Heres the tentative plan.
Here's the tentative plan. Courtesy of LIHI

In about two years, or whenever the agency gets around to it, Sound Transit will take back the lot to build affordable housing units—a sexy little change to state law mandates surplus land from transportation projects must be built into housing.

The village will be the U District's first non-congregate shelter solution, but, despite claims from LIHI and the neighborhood's business groups, it's unclear whether the village will temporarily house the people sleeping on the neighborhood's streets.

Maureen Ewing, the co-chair at the U Heights community center, called the tiny house village a "win-win" for the U District, a neighborhood that has historically had a large unhoused population, especially unhoused youth. Ewing said she noticed the number of people on the streets of the U District tick up since the pandemic began, and she hopes the village will address "some of the need" in the neighborhood.

According to Mark Crawford, the executive director of the University District Partnership, the UDP board and the U District Business Improvement Ratepayer Advisory Board "were gratified to hear that LIHI would prioritize unsheltered individuals from the University District once the village was established and accepting residents."

However, Will Lemke, spokesperson for the Human Services Department, said that LIHI couldn't promise that prioritization since "these programs are not designed to be exclusively available to a single neighborhood."

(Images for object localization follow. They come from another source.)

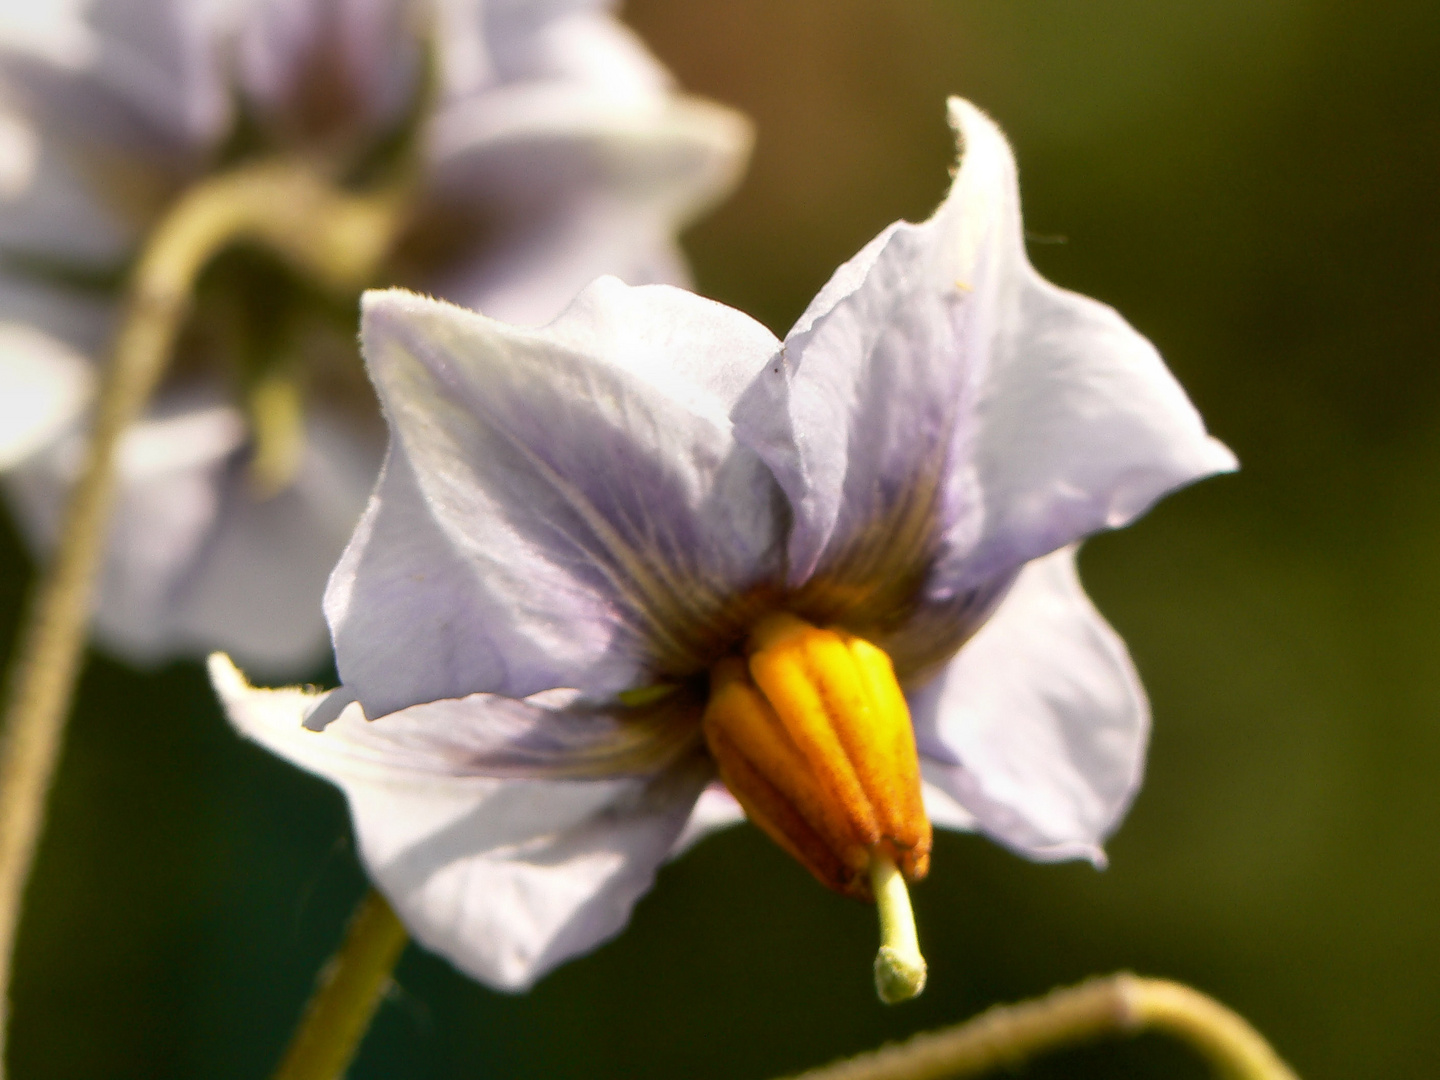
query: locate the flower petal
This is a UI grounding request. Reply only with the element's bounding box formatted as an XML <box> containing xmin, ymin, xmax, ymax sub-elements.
<box><xmin>909</xmin><ymin>545</ymin><xmax>1146</xmax><ymax>865</ymax></box>
<box><xmin>942</xmin><ymin>99</ymin><xmax>1236</xmax><ymax>589</ymax></box>
<box><xmin>8</xmin><ymin>399</ymin><xmax>378</xmax><ymax>674</ymax></box>
<box><xmin>0</xmin><ymin>321</ymin><xmax>92</xmax><ymax>469</ymax></box>
<box><xmin>5</xmin><ymin>397</ymin><xmax>245</xmax><ymax>665</ymax></box>
<box><xmin>734</xmin><ymin>99</ymin><xmax>1232</xmax><ymax>677</ymax></box>
<box><xmin>668</xmin><ymin>781</ymin><xmax>744</xmax><ymax>856</ymax></box>
<box><xmin>0</xmin><ymin>0</ymin><xmax>233</xmax><ymax>170</ymax></box>
<box><xmin>160</xmin><ymin>408</ymin><xmax>382</xmax><ymax>675</ymax></box>
<box><xmin>236</xmin><ymin>0</ymin><xmax>420</xmax><ymax>140</ymax></box>
<box><xmin>479</xmin><ymin>2</ymin><xmax>672</xmax><ymax>97</ymax></box>
<box><xmin>211</xmin><ymin>654</ymin><xmax>711</xmax><ymax>991</ymax></box>
<box><xmin>329</xmin><ymin>283</ymin><xmax>785</xmax><ymax>716</ymax></box>
<box><xmin>419</xmin><ymin>89</ymin><xmax>751</xmax><ymax>325</ymax></box>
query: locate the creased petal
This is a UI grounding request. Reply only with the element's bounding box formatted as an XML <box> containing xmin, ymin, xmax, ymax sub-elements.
<box><xmin>733</xmin><ymin>99</ymin><xmax>1232</xmax><ymax>680</ymax></box>
<box><xmin>910</xmin><ymin>545</ymin><xmax>1146</xmax><ymax>865</ymax></box>
<box><xmin>0</xmin><ymin>0</ymin><xmax>233</xmax><ymax>175</ymax></box>
<box><xmin>329</xmin><ymin>284</ymin><xmax>784</xmax><ymax>715</ymax></box>
<box><xmin>211</xmin><ymin>654</ymin><xmax>711</xmax><ymax>991</ymax></box>
<box><xmin>221</xmin><ymin>666</ymin><xmax>700</xmax><ymax>783</ymax></box>
<box><xmin>735</xmin><ymin>216</ymin><xmax>978</xmax><ymax>592</ymax></box>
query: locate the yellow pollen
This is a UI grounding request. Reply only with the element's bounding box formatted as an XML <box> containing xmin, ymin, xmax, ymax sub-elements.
<box><xmin>700</xmin><ymin>612</ymin><xmax>932</xmax><ymax>1000</ymax></box>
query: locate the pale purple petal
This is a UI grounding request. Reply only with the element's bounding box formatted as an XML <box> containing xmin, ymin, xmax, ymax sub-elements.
<box><xmin>0</xmin><ymin>0</ymin><xmax>234</xmax><ymax>180</ymax></box>
<box><xmin>733</xmin><ymin>99</ymin><xmax>1232</xmax><ymax>676</ymax></box>
<box><xmin>920</xmin><ymin>777</ymin><xmax>978</xmax><ymax>833</ymax></box>
<box><xmin>329</xmin><ymin>284</ymin><xmax>784</xmax><ymax>716</ymax></box>
<box><xmin>236</xmin><ymin>0</ymin><xmax>419</xmax><ymax>139</ymax></box>
<box><xmin>358</xmin><ymin>759</ymin><xmax>707</xmax><ymax>991</ymax></box>
<box><xmin>668</xmin><ymin>781</ymin><xmax>743</xmax><ymax>857</ymax></box>
<box><xmin>734</xmin><ymin>216</ymin><xmax>981</xmax><ymax>591</ymax></box>
<box><xmin>80</xmin><ymin>0</ymin><xmax>237</xmax><ymax>145</ymax></box>
<box><xmin>420</xmin><ymin>90</ymin><xmax>751</xmax><ymax>324</ymax></box>
<box><xmin>211</xmin><ymin>654</ymin><xmax>711</xmax><ymax>991</ymax></box>
<box><xmin>431</xmin><ymin>0</ymin><xmax>669</xmax><ymax>104</ymax></box>
<box><xmin>0</xmin><ymin>93</ymin><xmax>131</xmax><ymax>264</ymax></box>
<box><xmin>0</xmin><ymin>322</ymin><xmax>92</xmax><ymax>469</ymax></box>
<box><xmin>909</xmin><ymin>545</ymin><xmax>1147</xmax><ymax>865</ymax></box>
<box><xmin>6</xmin><ymin>397</ymin><xmax>245</xmax><ymax>665</ymax></box>
<box><xmin>8</xmin><ymin>398</ymin><xmax>378</xmax><ymax>674</ymax></box>
<box><xmin>214</xmin><ymin>654</ymin><xmax>698</xmax><ymax>780</ymax></box>
<box><xmin>161</xmin><ymin>408</ymin><xmax>382</xmax><ymax>676</ymax></box>
<box><xmin>475</xmin><ymin>0</ymin><xmax>669</xmax><ymax>96</ymax></box>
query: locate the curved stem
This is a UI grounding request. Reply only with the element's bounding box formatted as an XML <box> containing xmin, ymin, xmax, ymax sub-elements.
<box><xmin>776</xmin><ymin>973</ymin><xmax>1298</xmax><ymax>1080</ymax></box>
<box><xmin>0</xmin><ymin>162</ymin><xmax>403</xmax><ymax>1076</ymax></box>
<box><xmin>273</xmin><ymin>889</ymin><xmax>408</xmax><ymax>1080</ymax></box>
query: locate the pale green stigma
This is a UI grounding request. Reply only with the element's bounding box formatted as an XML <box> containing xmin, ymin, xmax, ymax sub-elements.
<box><xmin>870</xmin><ymin>851</ymin><xmax>927</xmax><ymax>1004</ymax></box>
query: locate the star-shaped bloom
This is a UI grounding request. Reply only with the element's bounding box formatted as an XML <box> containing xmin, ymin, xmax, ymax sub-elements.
<box><xmin>213</xmin><ymin>99</ymin><xmax>1236</xmax><ymax>992</ymax></box>
<box><xmin>0</xmin><ymin>0</ymin><xmax>748</xmax><ymax>673</ymax></box>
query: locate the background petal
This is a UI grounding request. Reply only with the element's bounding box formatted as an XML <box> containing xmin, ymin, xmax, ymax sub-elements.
<box><xmin>235</xmin><ymin>0</ymin><xmax>420</xmax><ymax>140</ymax></box>
<box><xmin>417</xmin><ymin>89</ymin><xmax>751</xmax><ymax>326</ymax></box>
<box><xmin>0</xmin><ymin>322</ymin><xmax>92</xmax><ymax>469</ymax></box>
<box><xmin>329</xmin><ymin>284</ymin><xmax>784</xmax><ymax>715</ymax></box>
<box><xmin>212</xmin><ymin>654</ymin><xmax>711</xmax><ymax>991</ymax></box>
<box><xmin>161</xmin><ymin>407</ymin><xmax>382</xmax><ymax>676</ymax></box>
<box><xmin>909</xmin><ymin>545</ymin><xmax>1147</xmax><ymax>865</ymax></box>
<box><xmin>0</xmin><ymin>0</ymin><xmax>234</xmax><ymax>178</ymax></box>
<box><xmin>667</xmin><ymin>781</ymin><xmax>743</xmax><ymax>856</ymax></box>
<box><xmin>8</xmin><ymin>398</ymin><xmax>378</xmax><ymax>675</ymax></box>
<box><xmin>475</xmin><ymin>0</ymin><xmax>671</xmax><ymax>97</ymax></box>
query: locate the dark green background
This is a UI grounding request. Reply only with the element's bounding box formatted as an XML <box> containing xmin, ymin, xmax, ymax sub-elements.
<box><xmin>5</xmin><ymin>1</ymin><xmax>1438</xmax><ymax>1076</ymax></box>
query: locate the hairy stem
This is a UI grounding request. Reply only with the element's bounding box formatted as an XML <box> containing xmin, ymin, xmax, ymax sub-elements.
<box><xmin>273</xmin><ymin>889</ymin><xmax>408</xmax><ymax>1080</ymax></box>
<box><xmin>776</xmin><ymin>973</ymin><xmax>1298</xmax><ymax>1080</ymax></box>
<box><xmin>0</xmin><ymin>161</ymin><xmax>403</xmax><ymax>1076</ymax></box>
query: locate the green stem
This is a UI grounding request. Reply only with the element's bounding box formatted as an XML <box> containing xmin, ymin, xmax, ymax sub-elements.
<box><xmin>775</xmin><ymin>973</ymin><xmax>1298</xmax><ymax>1080</ymax></box>
<box><xmin>0</xmin><ymin>161</ymin><xmax>403</xmax><ymax>1077</ymax></box>
<box><xmin>273</xmin><ymin>889</ymin><xmax>408</xmax><ymax>1080</ymax></box>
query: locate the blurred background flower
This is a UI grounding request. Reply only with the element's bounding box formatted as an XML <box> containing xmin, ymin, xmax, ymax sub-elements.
<box><xmin>1</xmin><ymin>1</ymin><xmax>1437</xmax><ymax>1077</ymax></box>
<box><xmin>0</xmin><ymin>0</ymin><xmax>747</xmax><ymax>675</ymax></box>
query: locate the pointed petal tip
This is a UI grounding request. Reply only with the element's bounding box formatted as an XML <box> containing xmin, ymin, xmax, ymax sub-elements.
<box><xmin>1204</xmin><ymin>436</ymin><xmax>1241</xmax><ymax>475</ymax></box>
<box><xmin>206</xmin><ymin>651</ymin><xmax>245</xmax><ymax>699</ymax></box>
<box><xmin>673</xmin><ymin>94</ymin><xmax>754</xmax><ymax>158</ymax></box>
<box><xmin>944</xmin><ymin>96</ymin><xmax>1005</xmax><ymax>153</ymax></box>
<box><xmin>359</xmin><ymin>286</ymin><xmax>436</xmax><ymax>326</ymax></box>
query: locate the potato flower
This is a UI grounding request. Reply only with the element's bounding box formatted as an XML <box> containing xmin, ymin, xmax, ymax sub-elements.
<box><xmin>213</xmin><ymin>100</ymin><xmax>1235</xmax><ymax>996</ymax></box>
<box><xmin>0</xmin><ymin>0</ymin><xmax>748</xmax><ymax>672</ymax></box>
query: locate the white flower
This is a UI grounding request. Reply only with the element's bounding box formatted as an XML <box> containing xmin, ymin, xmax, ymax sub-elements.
<box><xmin>0</xmin><ymin>0</ymin><xmax>749</xmax><ymax>673</ymax></box>
<box><xmin>213</xmin><ymin>99</ymin><xmax>1236</xmax><ymax>991</ymax></box>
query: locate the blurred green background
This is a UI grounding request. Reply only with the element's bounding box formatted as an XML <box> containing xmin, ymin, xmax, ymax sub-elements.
<box><xmin>4</xmin><ymin>1</ymin><xmax>1439</xmax><ymax>1076</ymax></box>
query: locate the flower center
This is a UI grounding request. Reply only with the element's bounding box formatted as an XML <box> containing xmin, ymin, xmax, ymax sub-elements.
<box><xmin>700</xmin><ymin>612</ymin><xmax>932</xmax><ymax>898</ymax></box>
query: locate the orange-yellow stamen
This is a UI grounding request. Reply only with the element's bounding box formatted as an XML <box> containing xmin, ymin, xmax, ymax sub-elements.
<box><xmin>700</xmin><ymin>613</ymin><xmax>932</xmax><ymax>899</ymax></box>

Lemke said the city is still trying to figure out how referrals will work with the outreach response team the council created after it killed the Navigation Team this summer. The new program is called the Homelessness Outreach Provider Ecosystem, aka HOPE. This five-person team of housing and social service providers are supposed to coordinate outreach efforts and shelter connections, not the shelter providers themselves.

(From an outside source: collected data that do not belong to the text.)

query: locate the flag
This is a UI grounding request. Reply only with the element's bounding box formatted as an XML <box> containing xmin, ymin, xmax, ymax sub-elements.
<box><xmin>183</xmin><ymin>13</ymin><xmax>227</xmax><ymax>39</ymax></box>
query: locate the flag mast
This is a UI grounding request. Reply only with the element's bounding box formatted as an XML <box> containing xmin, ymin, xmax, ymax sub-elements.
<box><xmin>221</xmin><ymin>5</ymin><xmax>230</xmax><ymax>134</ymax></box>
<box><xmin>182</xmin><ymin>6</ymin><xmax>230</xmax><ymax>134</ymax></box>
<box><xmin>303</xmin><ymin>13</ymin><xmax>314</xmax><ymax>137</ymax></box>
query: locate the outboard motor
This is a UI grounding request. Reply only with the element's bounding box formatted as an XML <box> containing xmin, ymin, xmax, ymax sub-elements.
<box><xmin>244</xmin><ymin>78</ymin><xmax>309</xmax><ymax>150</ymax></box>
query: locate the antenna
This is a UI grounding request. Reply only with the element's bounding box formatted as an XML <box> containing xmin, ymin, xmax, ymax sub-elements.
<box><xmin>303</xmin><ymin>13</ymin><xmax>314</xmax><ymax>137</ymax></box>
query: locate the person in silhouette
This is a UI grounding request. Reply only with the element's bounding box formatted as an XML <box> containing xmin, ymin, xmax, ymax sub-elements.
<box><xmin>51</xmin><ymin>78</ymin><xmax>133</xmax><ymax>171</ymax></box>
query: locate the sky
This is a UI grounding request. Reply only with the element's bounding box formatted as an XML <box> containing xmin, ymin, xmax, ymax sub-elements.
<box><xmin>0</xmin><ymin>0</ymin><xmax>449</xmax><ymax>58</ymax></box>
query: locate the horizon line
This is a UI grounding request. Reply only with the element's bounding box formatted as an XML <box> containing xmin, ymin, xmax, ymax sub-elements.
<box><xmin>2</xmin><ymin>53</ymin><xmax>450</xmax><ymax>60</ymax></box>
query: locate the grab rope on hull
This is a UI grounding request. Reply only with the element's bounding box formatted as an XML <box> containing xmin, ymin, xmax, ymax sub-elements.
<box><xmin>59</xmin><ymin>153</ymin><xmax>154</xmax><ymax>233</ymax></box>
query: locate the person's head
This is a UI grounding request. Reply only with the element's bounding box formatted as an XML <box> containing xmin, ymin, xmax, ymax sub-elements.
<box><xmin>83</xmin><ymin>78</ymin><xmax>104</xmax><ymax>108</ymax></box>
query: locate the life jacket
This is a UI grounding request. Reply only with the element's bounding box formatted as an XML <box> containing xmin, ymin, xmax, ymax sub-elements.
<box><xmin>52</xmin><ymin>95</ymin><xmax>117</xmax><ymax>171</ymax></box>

HSD already gave LIHI some heat for circumventing the new HOPE process by connecting 15 people living in John C. Little Park to tiny homes without any input from HSD, reports Erica Barnett with PubliCola. HSD said HOPE is still standing up its referral process, and that LIHI needed to consult with HSD in order to refer people to their tiny homes.

Barnett raised a concern about whether the new system—which is bound to be bogged down by city processes—could cause outreach providers to circumvent the process or create loopholes politicians could potentially exploit to benefit their own districts. For now, it seems that HSD is clamping down on any preferential referrals. "These programs are not designed to be exclusively available to a single neighborhood," Lemke said, "but designed to meet people’s unique needs to end their homelessness."

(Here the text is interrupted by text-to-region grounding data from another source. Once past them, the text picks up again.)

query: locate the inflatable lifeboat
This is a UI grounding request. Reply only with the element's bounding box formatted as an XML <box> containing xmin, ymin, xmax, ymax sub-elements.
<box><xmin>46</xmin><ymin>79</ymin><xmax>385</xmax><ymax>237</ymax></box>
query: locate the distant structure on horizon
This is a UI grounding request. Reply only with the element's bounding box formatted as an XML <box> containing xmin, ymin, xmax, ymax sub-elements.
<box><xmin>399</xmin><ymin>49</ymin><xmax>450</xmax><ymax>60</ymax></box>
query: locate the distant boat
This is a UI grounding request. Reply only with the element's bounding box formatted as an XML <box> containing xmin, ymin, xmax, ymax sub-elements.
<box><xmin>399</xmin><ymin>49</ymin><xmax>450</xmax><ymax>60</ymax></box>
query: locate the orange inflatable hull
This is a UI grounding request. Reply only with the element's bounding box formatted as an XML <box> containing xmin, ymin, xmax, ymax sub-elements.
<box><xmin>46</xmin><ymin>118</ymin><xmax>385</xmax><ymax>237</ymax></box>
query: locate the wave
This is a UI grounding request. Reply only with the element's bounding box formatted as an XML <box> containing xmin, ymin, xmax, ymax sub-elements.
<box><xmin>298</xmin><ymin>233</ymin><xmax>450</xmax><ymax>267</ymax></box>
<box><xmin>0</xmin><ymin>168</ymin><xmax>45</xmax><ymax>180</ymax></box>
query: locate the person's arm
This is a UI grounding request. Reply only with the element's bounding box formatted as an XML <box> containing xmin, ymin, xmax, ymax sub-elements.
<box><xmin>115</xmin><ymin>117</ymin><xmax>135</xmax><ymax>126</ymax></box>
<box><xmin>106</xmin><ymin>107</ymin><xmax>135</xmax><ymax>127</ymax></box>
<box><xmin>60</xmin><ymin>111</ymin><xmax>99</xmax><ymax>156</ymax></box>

As far as referrals for this U District tiny house village, Lee said, "everything is still in flux." That uncertainty may not have been communicated to the Ravenna-Cowen Community Alliance, a local neighborhood group that was formed after tent encampments cropped up in Ravenna and in Cowen Park to "speak up for the parks."

The group of 200 to 300 community members is volunteering to build the tiny homes at the new village, excited about the prospect that people living in their local park encampments will move into the new homes. One of their members, Theresa Barker, who wrote this op-ed, said she organized countless email campaigns to council members (always personalized, never copy-pasted form emails, she said pointedly, clearly making a swipe at Councilmember Kshama Sawant's Socialist Alternative). Barker believes the village is a success born out of her "citizen activism."

With the village, Barker said she's happy to finally make a personal impact on the lives of the people living outside. We'll see how those email campaigns change once HSD finalizes the referral process. Regardless of how things shake out, Lee with LIHI believes "homeless people in the neighborhood will "still be able to access the [tiny house] site."